Example 1 – Automatic email correction

A colleague uses ChatGPT to correct his professional email. The final text is fluid and polished. The user concludes that the AI ​​was of great help to him. But without a point of comparison – what would this email have been if he had calmly reread it himself or submitted it to a colleague? – no certainty is allowed.

Example 2 – Meeting summary

After a long meeting, an AI produces a summary. The manager is satisfied with the time saved. But did he compare this summary to that which an experienced assistant might have provided? Perhaps it would have been more complete, more concise or better hierarchical.

Example 3 – Creative Ideation

During a brainstorming session, an AI comes up with ten marketing campaign ideas. Immediate enthusiasm: “We would never have found this without her!” However, if the team had given itself an extra thirty minutes without AI, or invited an outside creative, would it really have been less inventive?

What a real comparison involves

To judge seriously, you need to ask at least three questions:

  • Is the result obtained thanks to AI better than that obtained without AI?
  • At equivalent cost and time, does AI produce a measurable qualitative or quantitative gain?
  • What are the biases introduced by AI (oversimplification, loss of nuance, standardization of ideas)?

Without this triple questioning, any conclusion on the usefulness of AI remains a subjective impression – sometimes well-founded, but sometimes completely illusory.

How to test AI simply and reliably

Here is a method, accessible to everyone, to properly evaluate an AI test:

  • Define a clear objective: What should AI produce? A text, an idea, a sorting of data?
  • First produce a version without AI: Without the help of the device, produce the expected result with your own means.
  • Then produce the version with AI: Use the tool for exactly the same objective. By trying to move away from what the completion of the first test has already changed in our understanding of the subject.
  • Compare according to specific criteria: Quality, speed, cost, originality, clarity, precision.
  • Document and evaluate: Keep a written record of the comparison.
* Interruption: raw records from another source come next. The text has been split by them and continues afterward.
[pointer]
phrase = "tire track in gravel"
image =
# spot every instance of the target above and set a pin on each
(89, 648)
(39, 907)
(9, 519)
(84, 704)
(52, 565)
Explain why AI brings (or does not) real added value.

This approach transforms an impression (“it was good”) into a constructed judgment (“it was better than without AI for such and such a reason”).

The vital need for enhanced critical thinking

In a world saturated with AI tools, our professional future will depend on our ability to maintain rigorous and comparative thinking. Those who truly know how to assess the value of artificial assistance – instead of assuming it – will become the true architects of modernity.

As Francis Bacon already wrote in 1620: “Man prefers to believe what he would prefer to be true” (1). More than ever, we must fight this natural inclination if we want to get the best out of machines.

And you ? How do you assess today what AI really brings you?

Jake Thompson
Jake Thompson
Growing up in Seattle, I've always been intrigued by the ever-evolving digital landscape and its impacts on our world. With a background in computer science and business from MIT, I've spent the last decade working with tech companies and writing about technological advancements. I'm passionate about uncovering how innovation and digitalization are reshaping industries, and I feel privileged to share these insights through MeshedSociety.com.